Clemente, M. G.; Patton, J. T.; Yolken, R.; Whitington, P. F.; Parashar, U. D.; Jiang, B.; Raghunathan, T.; Schwarz, K. B.

J Pediatr. 2014 Dec 3; 166(1):79-84

Abstract

OBJECTIVE: To analyze the prevalence of acute asymptomatic group A and C rotavirus (RV-A and RV-C) infection in neonates with cholestasis.
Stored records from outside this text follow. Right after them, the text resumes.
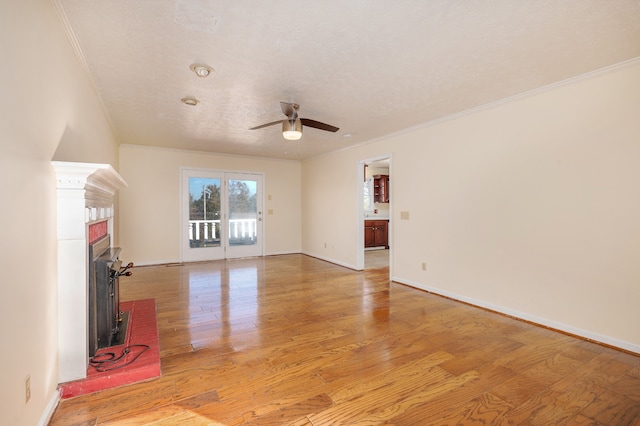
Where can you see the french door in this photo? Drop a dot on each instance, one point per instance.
(221, 215)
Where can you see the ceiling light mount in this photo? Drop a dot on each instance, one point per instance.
(201, 70)
(292, 129)
(189, 101)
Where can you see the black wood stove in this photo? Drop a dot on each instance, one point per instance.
(105, 317)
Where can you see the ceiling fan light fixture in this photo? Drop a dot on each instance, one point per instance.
(292, 129)
(200, 70)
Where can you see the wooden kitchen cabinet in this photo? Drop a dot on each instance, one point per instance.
(376, 233)
(380, 188)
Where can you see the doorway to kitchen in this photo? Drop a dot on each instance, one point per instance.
(221, 215)
(375, 212)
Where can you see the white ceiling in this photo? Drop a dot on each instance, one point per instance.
(370, 67)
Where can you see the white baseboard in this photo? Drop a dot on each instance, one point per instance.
(157, 262)
(586, 334)
(50, 409)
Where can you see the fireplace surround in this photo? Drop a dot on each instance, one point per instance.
(85, 197)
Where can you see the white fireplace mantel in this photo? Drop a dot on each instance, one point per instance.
(85, 193)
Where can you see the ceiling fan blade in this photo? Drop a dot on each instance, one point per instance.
(290, 110)
(318, 125)
(266, 125)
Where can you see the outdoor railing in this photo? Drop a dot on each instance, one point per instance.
(239, 229)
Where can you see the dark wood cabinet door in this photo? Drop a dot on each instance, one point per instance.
(381, 188)
(369, 236)
(376, 233)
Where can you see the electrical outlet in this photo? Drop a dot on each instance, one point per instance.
(27, 389)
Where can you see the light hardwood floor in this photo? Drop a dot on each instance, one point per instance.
(295, 340)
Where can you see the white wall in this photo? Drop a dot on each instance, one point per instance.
(47, 105)
(149, 207)
(529, 207)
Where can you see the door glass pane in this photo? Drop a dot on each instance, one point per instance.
(243, 212)
(204, 212)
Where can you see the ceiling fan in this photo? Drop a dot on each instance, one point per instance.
(292, 125)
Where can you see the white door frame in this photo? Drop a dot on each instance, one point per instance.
(360, 175)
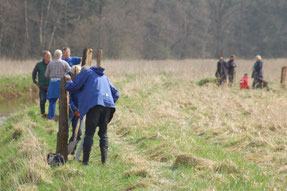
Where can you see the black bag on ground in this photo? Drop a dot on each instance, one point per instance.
(55, 159)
STUDY DESIGN: Participants were infants <180 days of age with cholestasis (serum direct or conjugated bilirubin >20% of total and >/=2 mg/dL) enrolled in the Childhood Liver Disease Research and Education Network during RV season (December-May). Forty infants with biliary atresia (BA), age 62 +/- 29 days (range, 4.7-13 weeks) and 38 infants with cholestasis, age 67 +/- 44 days (range, 3-15.8 weeks) were enrolled. RESULTS: At enrollment, RV-A IgM positivity rates did not differ between infants with BA (10%) vs those without (18%) (P = .349). RV-C IgM was positive in 0% of infants with BA vs 3% in those without BA (P = .49). RV-A IgG was lower in infants with BA: 51 +/- 39 vs 56 +/- 44 enzyme-linked immunoassay unit, P = .045 but this difference may lack biological relevance as maternal RV-A IgG titers were similar between groups. Infant RV-A IgM titers at 2-6 months follow-up increased markedly vs at presentation in both infants with BA (50 +/- 30 vs 9 +/- 9) and those without (43 +/- 18 vs 16 +/- 20 enzyme-linked immunoassay unit) (P < .0001), without differences between groups. CONCLUSIONS: RV-A infection in the first 6 months of life is common in infants with cholestasis of any cause. RV-A could have different pathogenetic effects by initiating different hepatic immune responses in infants with vs without BA or could lack pathogenetic significance.